The code above splits the data into five parts, and then performs a train-test-split on each of them.  Convenience functions like `cross_val_score` are one of the reasons that `sklearn` is such a popular library.  This fuction works the same with all kinds of different models and saves us from writing a lot of code.

### Visualizing the Variance-Bias Trade-Off

As discussed in a code challenge above, when $K=1$ the in-sample accuracy is perfect, but the out-of-sample accuracy is poor.  This is a classic illustration of over-fitting the data.  By setting $K=1$ we are allowing for maximum model complexity.  Said in another way, we are attributing a lot of informational value to each (noisy) training observation.

The following code allows us to visualize this.

In [None]:
##> # feature selection 
##> X = df_vix[['vix_009', 'vix_030', 'vix_090', 'vix_180']]
##> y = df_vix['spy_label_0'].values
##> 
##> # scaling fetures
##> Xs = scale(X)
##> 
##> # train-test_split the data
##> X_train, X_test, y_train, y_test = train_test_split(Xs, y, test_size=0.20, random_state=0)
##> 
##> # various choices of neighbors
##> k_neighbors = list(range(1, 20))
##> 
##> training_error = []
##> testing_error = []
##> 
##> for k in k_neighbors:
##>     clf = KNeighborsClassifier(n_neighbors=k)
##>     clf.fit(X_train, y_train)
##>     training_error.append(clf.score(X_train, y_train))
##>     testing_error.append(clf.score(X_test, y_test))
##>     
##> 
##> # plotting training and testing errors for various K
##> plt.figure(figsize=(8, 6))
##> plt.plot(k_neighbors, training_error)
##> plt.plot(k_neighbors, testing_error)
##> plt.xlabel('Number of Neighbors K')
##> plt.ylabel('Accuracy')
##> plt.show()




As we reduce the complexity of our algorithm (by increasing the value of $K$) the training accuracy and testing accuracy converge. 

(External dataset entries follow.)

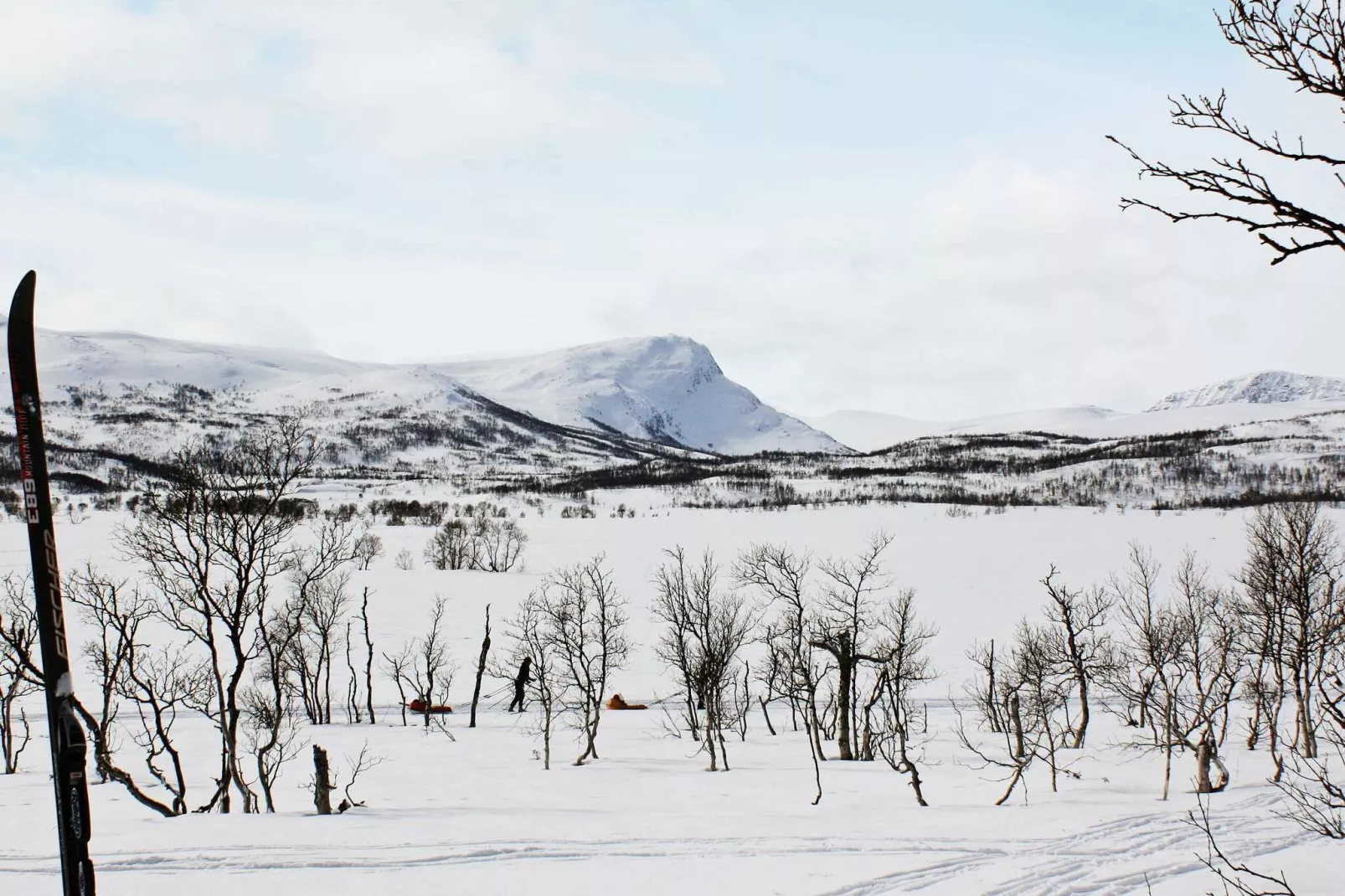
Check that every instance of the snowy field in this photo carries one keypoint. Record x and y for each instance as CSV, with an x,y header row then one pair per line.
x,y
477,814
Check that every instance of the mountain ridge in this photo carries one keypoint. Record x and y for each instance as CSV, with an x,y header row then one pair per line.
x,y
666,389
1260,388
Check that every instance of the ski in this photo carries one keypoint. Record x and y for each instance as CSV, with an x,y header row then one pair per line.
x,y
68,738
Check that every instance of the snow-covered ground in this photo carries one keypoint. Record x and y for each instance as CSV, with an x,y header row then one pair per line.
x,y
872,430
477,814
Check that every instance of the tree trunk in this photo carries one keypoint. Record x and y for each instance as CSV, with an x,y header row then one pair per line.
x,y
843,698
368,657
481,667
322,782
1016,718
1083,712
765,713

**Discussion Question:** Based on this graph, which $K$ value would you choose and why?

### Hyper-Parameter Selection with Cross-Validation

Above we saw that an $n$-fold cross-validation will produce $n$ different test-set error, resulting from $n$ different training sets of the model.  Cross validation can be used for the purposes of hyper-parameter selection because averaging over the cross validation scores is a more robust measurment of model performance.  

In the following code, we perform a 10-fold cross validaton for $K=1, \ldots, 50$.

In [None]:
##> # feature selection 
##> X = df_vix[['vix_009', 'vix_030', 'vix_090', 'vix_180']]
##> y = df_vix['spy_label_0'].values
##> 
##> # scaling fetures
##> Xs = scale(X)
##> 
##> # creating odd list of K for KNN
##> k_neighbors = list(range(1, 50))
##> 
##> # empty list that will hold cv scores
##> cv_scores = []
##> 
##> # perform 10-fold cross validation
##> for k in k_neighbors:
##>     knn = KNeighborsClassifier(n_neighbors=k)
##>     scores = cross_val_score(knn, X, y, cv=10, scoring='accuracy')
##>     cv_scores.append(scores.mean())




Hyper parameter selection is usually stated in terms of mis-classification rate, which is simply 1 - accuracy.

In [None]:
##> # changing to misclassification error
##> MSE = [1 - x for x in cv_scores]
##> 
##> 
##> # plot misclassification error vs k
##> plt.figure(figsize=(8, 6))
##> plt.plot(k_neighbors, MSE)
##> plt.xlabel('Number of Neighbors K')
##> plt.ylabel('Misclassification Error')
##> plt.show()




**Discussion Question:** Based on this graph, which value of $K$ would you choose?